I say let the actual (current) puppies compete. They'll have the rest of their adult life to compete for dotm/male/female, whatever.

You don't see models w/ their old photos in baby contests.


----------



## bahamutt99 (May 14, 2008)

I personally think that folks should be allowed to enter pics of their dogs when they were puppies. Some people don't have puppies often. Like myself. Having a rule that limits it to only current pups gives the edge to people who are always getting new dogs, IMO.


----------



## Elvisfink (Oct 13, 2008)

bahamutt99 said:


> I personally think that folks should be allowed to enter pics of their dogs when they were puppies. Some people don't have puppies often. Like myself. Having a rule that limits it to only current pups gives the edge to people who are always getting new dogs, IMO.

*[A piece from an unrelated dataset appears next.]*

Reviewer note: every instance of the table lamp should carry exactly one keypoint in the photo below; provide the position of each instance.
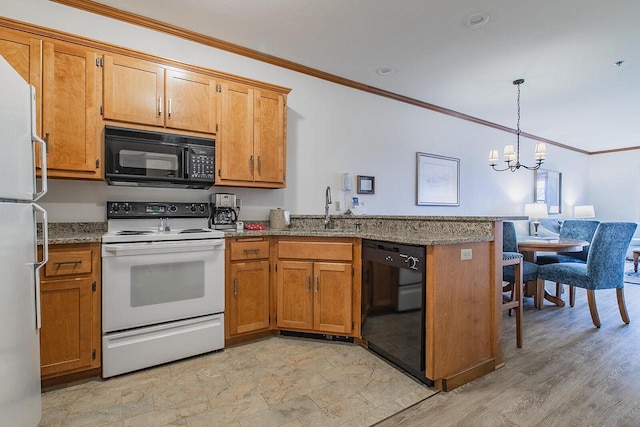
(584, 211)
(536, 211)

I agree with you. I only own two dogs at a time. I get a new dog when one dies so I thankfully don't have a puppy in the house very often. I think if you allow people to post puppy photos of older or dead dogs than limit the dog (puppy) to only one win a year. Just a thought.


----------



## Mrs_APBT_America (Jul 19, 2008)

I agree with My Mikado 100%.


----------



## bullybabe (Mar 2, 2006)

bahamutt99 said:


> I personally think that folks should be allowed to enter pics of their dogs when they were puppies. Some people don't have puppies often. Like myself. Having a rule that limits it to only current pups gives the edge to people who are always getting new dogs, IMO.


I agree.!!!


----------



## LiiL_L0cz_Red_N0se (Sep 15, 2008)

IDK guys, i think it should be for those who have dogs that are under 12months or younger. the reason is because, i have yet to see a puppy win in the male or female contest that we have going on now.... maybe i havent been on long enough, but i dont recall pups winning


----------



## Roxy_Nie (Oct 10, 2008)

I have also never seen a puppy win...

Believe me I've been trying....LOL


----------



## LiiL_L0cz_Red_N0se (Sep 15, 2008)

i also think, it chould be a current picture taken that month. i dont think baby pics from 6wks old is appropraite


----------



## shadowwolf (Dec 5, 2008)

bahamutt99 said:


> I personally think that folks should be allowed to enter pics of their dogs when they were puppies. Some people don't have puppies often. Like myself. Having a rule that limits it to only current pups gives the edge to people who are always getting new dogs, IMO.


Honestly, I'm in complete agreement here. I've got a three dog limit for personal reasons and my youngest just hit a year. Getting to post puppy pictures in contests is just fun - they are supposed to be a fun thing to do after all. All the politics and policy changes because someone doesn't like the fact that so and so did something is just stupid and takes the fun out of it.


----------



## LiiL_L0cz_Red_N0se (Sep 15, 2008)

its not fun when a puppy doesnt win the DOTM tho.... when i vote, i look at the conditioning the dog has, how happy it looks, not becuase it is cute.... a puppy contest should be becuase its a cutie pie..


----------



## shadowwolf (Dec 5, 2008)

LiiL_L0cz_Red_N0se said:


> its not fun when a puppy doesnt win the DOTM tho.... when i vote, i look at the conditioning the dog has, how happy it looks, not becuase it is cute.... a puppy contest should be becuase its a cutie pie..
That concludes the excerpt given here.